Discriminant
Analysis
We are interested in the relationship between a group of
independent variables and one categorical variable. We would like to know how
many dimensions we would need to express this relationship. Using this
relationship, we can predict a classification based on the independent
variables or assess how well the independent separate the categories in the
classification. Discriminant Function Analysis (DA) undertakes the same task as
multiple linear regressions by predicting an outcome.
Major underlying
Assumptions of DA are:
- · Each of the allocations for the dependent categories in the initial classification are correctly classified.

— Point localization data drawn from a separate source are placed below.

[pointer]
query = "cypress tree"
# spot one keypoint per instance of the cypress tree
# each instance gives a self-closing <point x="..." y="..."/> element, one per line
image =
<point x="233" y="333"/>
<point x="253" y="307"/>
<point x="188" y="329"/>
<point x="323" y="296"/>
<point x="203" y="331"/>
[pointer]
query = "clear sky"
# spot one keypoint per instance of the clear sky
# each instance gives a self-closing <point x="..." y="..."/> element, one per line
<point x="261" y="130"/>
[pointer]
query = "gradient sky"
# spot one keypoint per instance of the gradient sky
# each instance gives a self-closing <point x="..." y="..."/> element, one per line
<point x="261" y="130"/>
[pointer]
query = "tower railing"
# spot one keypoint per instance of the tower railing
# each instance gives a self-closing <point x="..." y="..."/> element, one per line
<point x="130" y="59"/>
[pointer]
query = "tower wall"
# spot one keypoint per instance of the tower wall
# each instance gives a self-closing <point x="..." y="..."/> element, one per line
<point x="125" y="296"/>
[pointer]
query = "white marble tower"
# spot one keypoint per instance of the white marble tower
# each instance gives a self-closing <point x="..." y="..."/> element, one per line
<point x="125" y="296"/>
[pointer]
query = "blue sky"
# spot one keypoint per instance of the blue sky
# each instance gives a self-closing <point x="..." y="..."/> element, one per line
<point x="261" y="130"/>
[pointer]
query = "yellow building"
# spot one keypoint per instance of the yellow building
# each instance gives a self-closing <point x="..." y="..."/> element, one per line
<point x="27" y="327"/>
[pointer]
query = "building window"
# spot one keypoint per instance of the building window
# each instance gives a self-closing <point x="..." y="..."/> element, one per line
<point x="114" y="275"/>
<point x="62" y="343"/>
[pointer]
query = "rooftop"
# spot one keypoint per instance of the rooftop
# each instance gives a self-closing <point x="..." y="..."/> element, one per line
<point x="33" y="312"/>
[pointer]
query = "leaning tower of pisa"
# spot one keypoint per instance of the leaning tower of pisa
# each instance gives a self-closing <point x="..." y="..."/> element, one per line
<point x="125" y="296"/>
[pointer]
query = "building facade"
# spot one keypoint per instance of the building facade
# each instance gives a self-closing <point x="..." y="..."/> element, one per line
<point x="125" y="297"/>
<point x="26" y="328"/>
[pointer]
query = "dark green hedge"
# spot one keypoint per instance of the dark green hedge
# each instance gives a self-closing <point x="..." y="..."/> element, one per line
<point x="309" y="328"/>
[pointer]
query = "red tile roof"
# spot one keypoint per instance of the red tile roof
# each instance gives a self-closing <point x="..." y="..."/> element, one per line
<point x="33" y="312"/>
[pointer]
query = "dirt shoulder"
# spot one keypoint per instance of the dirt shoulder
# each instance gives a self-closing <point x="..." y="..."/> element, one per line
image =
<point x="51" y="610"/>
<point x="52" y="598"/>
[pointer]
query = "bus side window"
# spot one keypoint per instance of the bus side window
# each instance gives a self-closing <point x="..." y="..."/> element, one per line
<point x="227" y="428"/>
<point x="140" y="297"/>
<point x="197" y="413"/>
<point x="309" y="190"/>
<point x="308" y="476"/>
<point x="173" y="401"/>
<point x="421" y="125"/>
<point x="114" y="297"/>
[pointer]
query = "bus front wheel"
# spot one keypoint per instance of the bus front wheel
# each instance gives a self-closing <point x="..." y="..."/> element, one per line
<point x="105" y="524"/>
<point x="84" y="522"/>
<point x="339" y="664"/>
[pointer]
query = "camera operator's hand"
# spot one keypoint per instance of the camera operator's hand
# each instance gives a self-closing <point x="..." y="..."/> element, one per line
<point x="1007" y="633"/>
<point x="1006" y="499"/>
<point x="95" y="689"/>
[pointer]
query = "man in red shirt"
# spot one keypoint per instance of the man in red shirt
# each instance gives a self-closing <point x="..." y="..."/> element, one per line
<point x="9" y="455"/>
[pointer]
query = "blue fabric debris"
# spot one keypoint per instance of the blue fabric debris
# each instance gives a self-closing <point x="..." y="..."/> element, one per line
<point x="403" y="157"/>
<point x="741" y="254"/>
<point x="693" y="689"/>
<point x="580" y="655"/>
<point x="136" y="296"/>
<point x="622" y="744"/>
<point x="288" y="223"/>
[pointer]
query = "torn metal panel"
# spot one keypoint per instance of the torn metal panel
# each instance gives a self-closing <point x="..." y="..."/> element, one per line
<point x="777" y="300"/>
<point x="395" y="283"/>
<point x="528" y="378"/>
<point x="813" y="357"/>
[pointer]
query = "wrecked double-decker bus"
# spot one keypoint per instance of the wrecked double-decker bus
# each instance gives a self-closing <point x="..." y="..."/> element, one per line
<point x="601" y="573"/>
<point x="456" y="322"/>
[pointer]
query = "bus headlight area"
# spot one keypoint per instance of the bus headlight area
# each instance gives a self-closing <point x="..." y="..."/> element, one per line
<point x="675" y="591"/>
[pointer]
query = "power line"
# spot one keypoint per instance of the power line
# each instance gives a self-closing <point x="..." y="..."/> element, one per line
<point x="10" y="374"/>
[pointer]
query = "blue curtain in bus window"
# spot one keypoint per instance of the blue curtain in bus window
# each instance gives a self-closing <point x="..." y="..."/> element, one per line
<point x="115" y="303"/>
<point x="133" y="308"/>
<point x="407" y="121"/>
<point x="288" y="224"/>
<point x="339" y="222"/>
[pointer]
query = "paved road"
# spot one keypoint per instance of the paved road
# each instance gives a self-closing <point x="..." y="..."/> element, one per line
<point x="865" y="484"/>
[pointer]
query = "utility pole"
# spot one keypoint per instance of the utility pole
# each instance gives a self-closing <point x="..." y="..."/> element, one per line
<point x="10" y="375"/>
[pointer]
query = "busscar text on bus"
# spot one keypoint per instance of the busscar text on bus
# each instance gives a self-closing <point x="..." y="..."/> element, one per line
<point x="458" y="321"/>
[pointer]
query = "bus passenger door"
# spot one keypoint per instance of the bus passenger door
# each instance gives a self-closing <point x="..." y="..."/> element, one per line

- · The observations are a random sample.
- · Each predictor variable is normally distributed.
- · The groups or categories should be defined before collecting the data.
The purposes of Discriminant
Analysis(DA):
- · To determine the most parsimonious way to distinguish between groups.
- · To classify cases into groups. Statistical significance tests using chi square enable you to see how well the function separates the groups.
- · To test theory whether cases are classifi ed as predicted.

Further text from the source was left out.